Mom drug her left foot, lost her balance and fell on both replacement knees last Sept; left knee was bruised and healed completely while right knee suffered a simple fracture just above the prosthesis which worsen when PT tried to push through a plateau earlier this year. PT has been discontinued for at least 3 months to give the bone a chance to heal, but doctor recommends she keeps walking daily but not to the point of pain. The latest assessment is that Mom will never walk normally again regardless of how well the bone heals because her spinal stenosis has finally impaired nerve function enough to imped walking. She now drags the left foot when using the walker (as she has throughout PT); she has more than enough strength to walk, as we see in her sit to stand and balance tests, but she can not lift that left foot well when standing. I've known for over two decades that Mom would probably end up in a wheelchair if she lived long enough and it seems we are nearly there now.
My challenge in this transition in managing (1) how many steps she takes a day so the simple fracture heals and does not cause pain and knee swelling and (2) how to prevent swelling in her feet from vinous insufficiency compromising her walking stability and possibly causing blood clots. When Mom goes to adult day care in her wheelchair, she doesn't walk at all except for a few steps in the bath room (rolls the wheelchair w her feet). The nurse puts Mom into a recliner for at least an hour in the middle of the day care day, but she still has some significant swelling when she arrives at home. When she tries to walk on the swollen feet, she is very unsteady (going from a medium to a high fall risk). I think it might hurt to walk on the swollen feet so we use the wheelchair to visit the bath room and then get into her lift recliner with minimal steps.
The problem is some days Mom wants to get up almost as soon as I get her feet up. Experimentation has shown that a minimum of 90 minutes (120 is much better) is needed for Mom to walk with her fairly stable new normal. Most days, I settle her in the chair with a snack and the paper and she's fine for a couple of hours, often taking a nap after she's done with the paper. Other days she wants up and out of the chair so she can walk with the walker to the bathroom because she wants to pee (even though she did that less than 5 minutes before). And then she wants to go again in 10-15 minutes, and sometimes again in another 5-30 minutes; she does have almost no short term memory and MCI. If I give in and help her up every time she asks I not only need to hold my breath and pray she doesn't fall again right in front of me, but we end up stressing the knee enough that it starts swelling too and hurting. For some reason she refuses to use the wheelchair for most of these repeat trips. Needless to say, the deposit from these close timed trips is almost non-existent (1 tsp to maybe 1 tbsp).
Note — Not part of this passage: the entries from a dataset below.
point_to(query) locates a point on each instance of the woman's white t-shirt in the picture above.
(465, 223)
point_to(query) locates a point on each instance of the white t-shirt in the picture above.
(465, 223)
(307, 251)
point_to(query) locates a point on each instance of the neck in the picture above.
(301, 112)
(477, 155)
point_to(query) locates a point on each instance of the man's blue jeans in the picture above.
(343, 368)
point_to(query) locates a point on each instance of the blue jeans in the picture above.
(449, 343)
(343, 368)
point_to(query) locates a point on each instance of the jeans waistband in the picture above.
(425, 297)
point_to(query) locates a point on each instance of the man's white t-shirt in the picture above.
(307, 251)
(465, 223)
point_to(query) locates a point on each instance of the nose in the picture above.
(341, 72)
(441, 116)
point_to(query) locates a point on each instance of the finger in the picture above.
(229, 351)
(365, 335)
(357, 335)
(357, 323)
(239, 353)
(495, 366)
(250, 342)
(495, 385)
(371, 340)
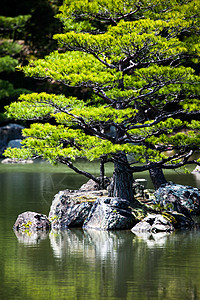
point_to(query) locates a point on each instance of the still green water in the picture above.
(80, 264)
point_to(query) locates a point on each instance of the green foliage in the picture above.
(135, 61)
(7, 90)
(8, 64)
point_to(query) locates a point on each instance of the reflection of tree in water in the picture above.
(109, 252)
(51, 184)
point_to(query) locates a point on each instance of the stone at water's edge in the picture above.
(31, 221)
(71, 208)
(176, 197)
(110, 213)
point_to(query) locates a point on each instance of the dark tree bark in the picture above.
(122, 179)
(102, 174)
(157, 177)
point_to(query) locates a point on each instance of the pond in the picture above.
(88, 264)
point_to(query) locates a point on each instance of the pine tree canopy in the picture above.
(139, 63)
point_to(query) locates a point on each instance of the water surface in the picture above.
(88, 264)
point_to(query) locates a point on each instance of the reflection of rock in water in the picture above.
(153, 239)
(92, 244)
(31, 238)
(109, 252)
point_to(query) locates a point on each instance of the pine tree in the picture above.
(138, 62)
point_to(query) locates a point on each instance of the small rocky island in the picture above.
(164, 210)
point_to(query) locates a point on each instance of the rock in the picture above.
(31, 221)
(196, 170)
(167, 222)
(15, 143)
(91, 185)
(180, 198)
(110, 213)
(16, 161)
(71, 208)
(31, 238)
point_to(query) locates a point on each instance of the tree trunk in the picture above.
(157, 177)
(122, 179)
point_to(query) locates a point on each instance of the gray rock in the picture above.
(110, 213)
(15, 143)
(16, 161)
(180, 198)
(31, 221)
(71, 208)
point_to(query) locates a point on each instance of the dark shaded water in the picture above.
(80, 264)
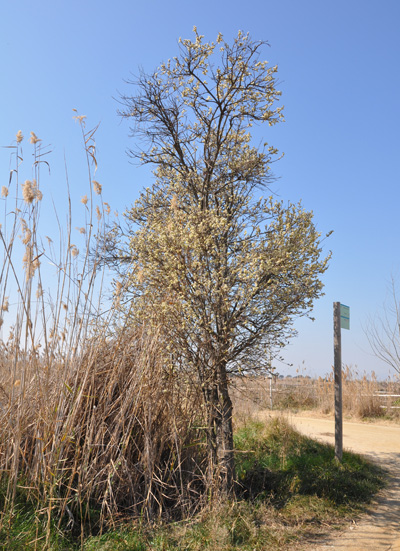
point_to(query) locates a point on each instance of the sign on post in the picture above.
(344, 316)
(341, 319)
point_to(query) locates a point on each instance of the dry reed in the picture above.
(93, 417)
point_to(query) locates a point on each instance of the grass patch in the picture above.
(290, 488)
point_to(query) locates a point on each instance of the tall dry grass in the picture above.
(95, 423)
(363, 395)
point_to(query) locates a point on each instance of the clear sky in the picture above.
(340, 76)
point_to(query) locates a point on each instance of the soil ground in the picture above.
(379, 529)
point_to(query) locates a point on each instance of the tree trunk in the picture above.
(221, 462)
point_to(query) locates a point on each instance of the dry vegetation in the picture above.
(93, 422)
(95, 426)
(363, 396)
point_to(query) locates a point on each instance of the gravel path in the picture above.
(379, 530)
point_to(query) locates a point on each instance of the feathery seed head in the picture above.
(97, 187)
(34, 139)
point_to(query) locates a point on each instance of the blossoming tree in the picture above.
(225, 270)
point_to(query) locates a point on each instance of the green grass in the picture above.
(290, 488)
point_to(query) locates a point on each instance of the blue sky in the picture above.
(339, 74)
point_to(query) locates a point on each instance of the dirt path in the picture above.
(380, 529)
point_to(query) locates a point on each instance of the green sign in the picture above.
(344, 316)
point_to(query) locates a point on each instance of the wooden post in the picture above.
(338, 382)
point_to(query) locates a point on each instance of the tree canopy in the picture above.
(225, 270)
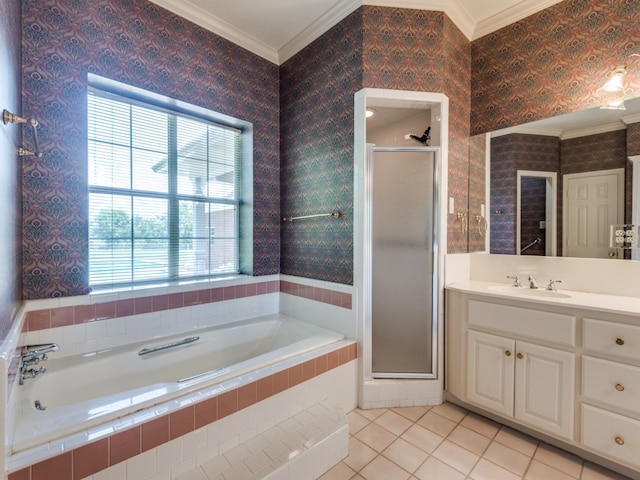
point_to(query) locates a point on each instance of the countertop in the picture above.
(617, 304)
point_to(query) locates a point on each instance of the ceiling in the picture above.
(278, 29)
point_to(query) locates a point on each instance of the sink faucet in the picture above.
(32, 355)
(552, 285)
(516, 280)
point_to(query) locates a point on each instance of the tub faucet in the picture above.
(32, 355)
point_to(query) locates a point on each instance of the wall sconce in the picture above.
(612, 92)
(8, 117)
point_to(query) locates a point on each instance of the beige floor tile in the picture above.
(456, 456)
(507, 458)
(383, 469)
(356, 422)
(376, 437)
(517, 440)
(412, 413)
(434, 469)
(423, 438)
(540, 471)
(472, 441)
(339, 472)
(359, 454)
(450, 411)
(437, 423)
(481, 425)
(559, 459)
(486, 470)
(596, 472)
(371, 413)
(405, 455)
(394, 422)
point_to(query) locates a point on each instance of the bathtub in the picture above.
(81, 392)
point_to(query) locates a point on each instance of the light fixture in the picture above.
(612, 92)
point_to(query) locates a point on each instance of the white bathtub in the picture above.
(85, 391)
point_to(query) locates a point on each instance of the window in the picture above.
(164, 190)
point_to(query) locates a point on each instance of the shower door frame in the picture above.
(368, 262)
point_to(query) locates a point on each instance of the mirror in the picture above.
(587, 144)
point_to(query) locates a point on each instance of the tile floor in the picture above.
(447, 442)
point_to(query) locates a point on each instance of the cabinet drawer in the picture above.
(612, 383)
(553, 327)
(612, 338)
(611, 434)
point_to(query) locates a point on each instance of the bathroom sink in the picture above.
(528, 292)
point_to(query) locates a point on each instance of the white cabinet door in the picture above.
(490, 371)
(545, 388)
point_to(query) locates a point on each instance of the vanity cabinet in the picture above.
(531, 383)
(568, 371)
(611, 389)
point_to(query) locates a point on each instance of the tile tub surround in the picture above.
(85, 460)
(77, 314)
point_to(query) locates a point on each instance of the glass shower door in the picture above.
(402, 247)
My current solution is unplugging the recliner so she cannot get out of it by herself and placing the bed side commode by the chair the first time she asks for an early bathroom visit. I give Mom the choice of using the commode or the incontinence panty she wears overnight and to day care (almost always dry when she comes back from day care). Often she tells me to never mind and at the end of 2 hours when she gets up the incontinence pantry is still dry. Since she doesn't have a UTI, I'm assuming this is MCI or maybe an early dementia behavior.
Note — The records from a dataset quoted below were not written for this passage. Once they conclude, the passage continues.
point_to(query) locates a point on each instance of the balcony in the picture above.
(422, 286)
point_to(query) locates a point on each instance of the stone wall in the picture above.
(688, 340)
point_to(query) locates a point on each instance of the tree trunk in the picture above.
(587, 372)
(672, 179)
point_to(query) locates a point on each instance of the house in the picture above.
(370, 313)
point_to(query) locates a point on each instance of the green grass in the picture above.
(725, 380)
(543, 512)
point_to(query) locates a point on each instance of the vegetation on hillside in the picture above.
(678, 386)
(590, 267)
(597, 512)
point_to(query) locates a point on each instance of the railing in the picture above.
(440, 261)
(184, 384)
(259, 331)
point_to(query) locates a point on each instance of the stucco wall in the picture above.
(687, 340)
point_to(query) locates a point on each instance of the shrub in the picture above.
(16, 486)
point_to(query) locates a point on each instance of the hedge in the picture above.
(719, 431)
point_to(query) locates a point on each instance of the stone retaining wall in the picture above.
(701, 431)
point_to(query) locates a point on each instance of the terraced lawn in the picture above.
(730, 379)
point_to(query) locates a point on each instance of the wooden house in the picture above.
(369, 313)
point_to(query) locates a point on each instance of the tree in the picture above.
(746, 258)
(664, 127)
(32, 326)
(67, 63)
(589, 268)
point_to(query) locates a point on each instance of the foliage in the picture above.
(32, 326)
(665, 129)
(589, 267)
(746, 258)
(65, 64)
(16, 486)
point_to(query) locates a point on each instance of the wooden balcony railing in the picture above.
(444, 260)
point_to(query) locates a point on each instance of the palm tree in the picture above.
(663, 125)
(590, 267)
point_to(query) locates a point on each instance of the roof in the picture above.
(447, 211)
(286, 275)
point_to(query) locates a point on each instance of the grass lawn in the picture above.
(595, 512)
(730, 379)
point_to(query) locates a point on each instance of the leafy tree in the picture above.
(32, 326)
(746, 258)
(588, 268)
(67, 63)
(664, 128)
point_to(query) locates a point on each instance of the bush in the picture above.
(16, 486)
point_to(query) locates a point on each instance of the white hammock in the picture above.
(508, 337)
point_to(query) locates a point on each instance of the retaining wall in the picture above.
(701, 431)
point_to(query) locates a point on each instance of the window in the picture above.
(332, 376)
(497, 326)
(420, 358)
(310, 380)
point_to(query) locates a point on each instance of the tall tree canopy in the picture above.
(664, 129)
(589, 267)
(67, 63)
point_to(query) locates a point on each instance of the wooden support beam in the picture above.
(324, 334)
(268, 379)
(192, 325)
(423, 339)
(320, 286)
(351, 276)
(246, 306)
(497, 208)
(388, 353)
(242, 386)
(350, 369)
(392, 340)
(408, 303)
Any suggestions for how I could manage this balancing act better? There's a part of me that really hates telling her no when she wants something as simple as getting up to go to the bathroom but the larger part right now is screaming that we need to avoid another fall if at all possible. I can care for Mom at home as long as she can help with her transfers; with my own spinal stenosis problems, I not sure I can manage without her help even with some kind of lift system.
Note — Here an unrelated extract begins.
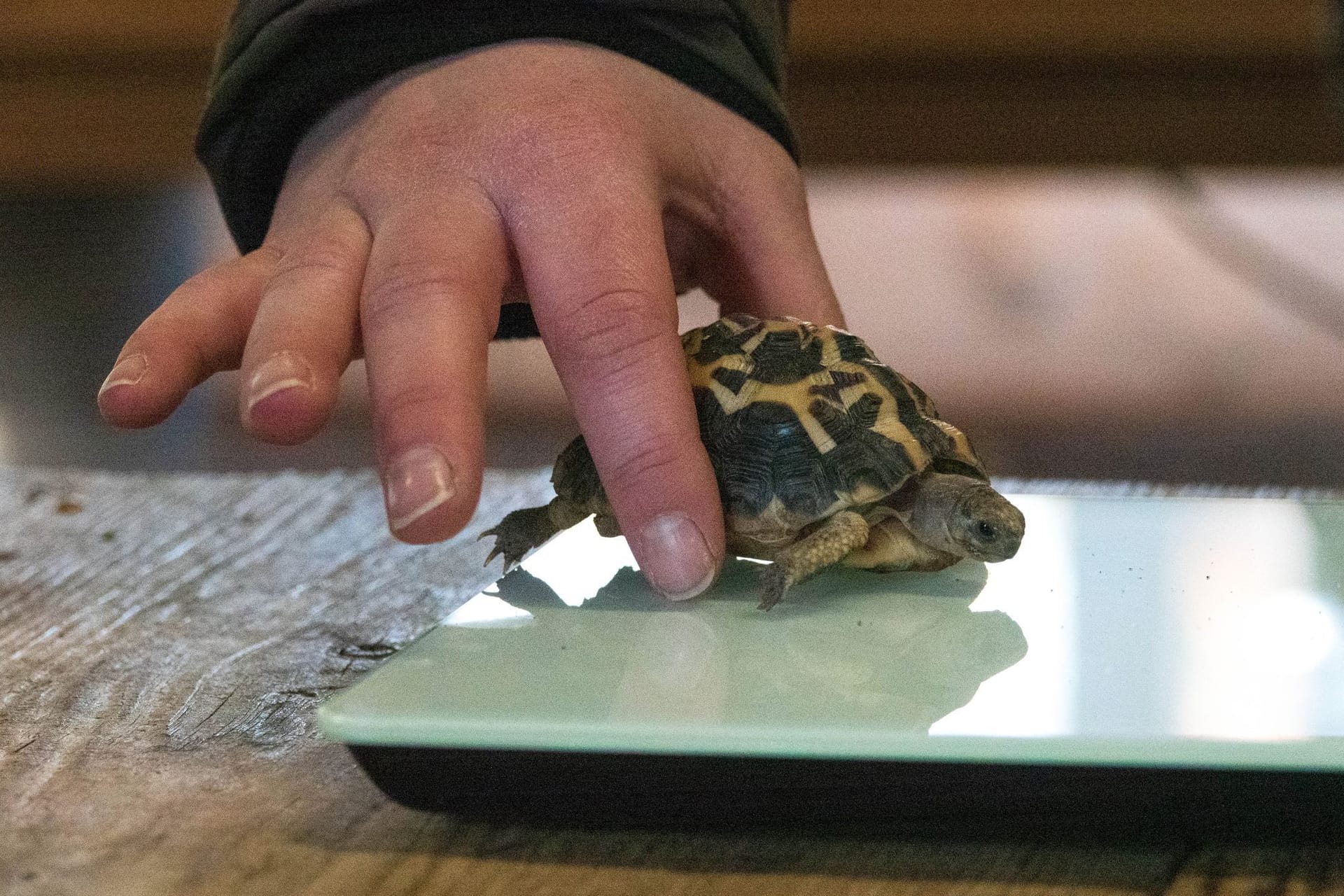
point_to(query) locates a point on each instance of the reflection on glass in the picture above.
(1257, 630)
(1148, 621)
(1038, 590)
You have the determination to do this. Remember, small steps. (((Hugs)))
Btw, there is no way to “sense” if someone has a urinary tract infection. They present differently in everyone. Some people have such a negative change in behavior, they’re impossible to deal with. Others might have frequent urination, a fever, feelings of always having to “go”, etc. The only way to be certain is a urine test and/or culture. I can also say that my mom’s roommate spent 23hrs and 59 minutes in the bathroom each day. She’d come out, lay down in her bed, immediately get back out of bed and go into the bathroom. This went on all day, every day.
If she can handle the brace, it was a bit uncomfortable for my Husband, at least the one he had but there are many and there might have been one that would have worked better for him.